It appears the strip is going to evolve a bit more quickly as 2022 settles in, thanks to two new casino sales in the works, but more definite and one still in the distance but with intention announced.
Previously, the Venetian/Palazzo was sold earlier in the year after the death of owner Sheldon Adelson. Then, the Cosmopolitan’s operations were announced as being sold to MGM. Now we’ve got word of two more changes in the works.
Mirage Operations to be Sold by MGM
The Mirage has been on a bit of an island compared to the rest of MGM’s casinos in Las Vegas, so from a geographic perspective it makes sense that, like Treasure Island before it, it would be the one to be passed along to a new owner to concentrate Mlife‘s properties together.
Las Vegas Locally shared a screenshot on Facebook with the announcement internally to employees that operations for The Mirage would be sold to a new owner. The letter indicated a deal wasn’t done; whether one is imminent or just they’re announcing they’ve got a property for sale is still to be determined.
With this move and the previous announced deal around the Cosmopolitan, MGM is going to largely own a connected set of properties largely on the southern and western side of the strip, starting from Mandalay Bay and Delano at the southern end, and working all the way up to Bellagio on the northern end.
They also own MGM Grand, across the street from New York-New York, which is not unlike how Caesars owns a full row of casinos on the eastern end, with the exception of Caesars Palace across the street from Flamingo.
Caesars Firms Up Plans to Sell Strip Casino Asset
Speaking of Caesars, they were not shy to share at the time of the Eldorado acquisition of Caesars that they planned to sell a strip location when the time was right. Based on the valuation of the Cosmopolitan deal and record earnings, they think that time is right, or at least early 2022 is, according to an article on CDC Gaming Reports.
They have not announced specifically which property they may put up for sale, but they did note a center strip location, which is not the first time that language has been referenced.

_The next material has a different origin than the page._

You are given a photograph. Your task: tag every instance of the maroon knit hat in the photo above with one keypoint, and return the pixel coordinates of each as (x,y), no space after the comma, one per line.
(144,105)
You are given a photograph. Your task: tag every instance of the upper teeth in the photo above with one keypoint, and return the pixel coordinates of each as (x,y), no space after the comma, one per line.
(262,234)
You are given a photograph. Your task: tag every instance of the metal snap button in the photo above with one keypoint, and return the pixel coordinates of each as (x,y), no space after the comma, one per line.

Many believe Bally’s, which has an unusual and struggling shop section in front of it, may be the target of an acquisition, but the Eldorado leadership now running Caesars Entertainment has also not been shy to say that anything could be up for sale for the right price.
The company plans to a good chunk of its cash to pay down debt from the merger, also not unexpected given previous announcements.
The article noted room occupancy in the 80s on weeknights and the 90s on weekends, so they’re not hurting for customers right now as it is.
Unlike Mlife, which is going to net out even in terms of the number of properties they run, as well as number of rooms available (given both properties have a similar room count), Caesars is on its way to go from nine properties to seven in Las Vegas (given the previous sale of the Rio, which they only have a management agreement for the short term).
Factor in a larger marketing database for the combined companies, and an eventual reduction of two casinos worth of hotel rooms, and it’s easy to see how they’ll be able to further cut comp rooms or make them much more competitive to secure. No doubt this will be good for their bottom line, but not necessarily good for players loyal to Caesars.
On the flip side, new ownership of both Mirage and a Caesars property will potentially bring new operators into the market, which could increase competition in the short term. Already, with Virgin Las Vegas being managed by Mohegan Sun, Tropicana on its way to being purchased by the new Bally’s, and Palms set to reopen under San Manuel ownership next year, the amount of choice is beginning to increase once again among strip and near-strip properties.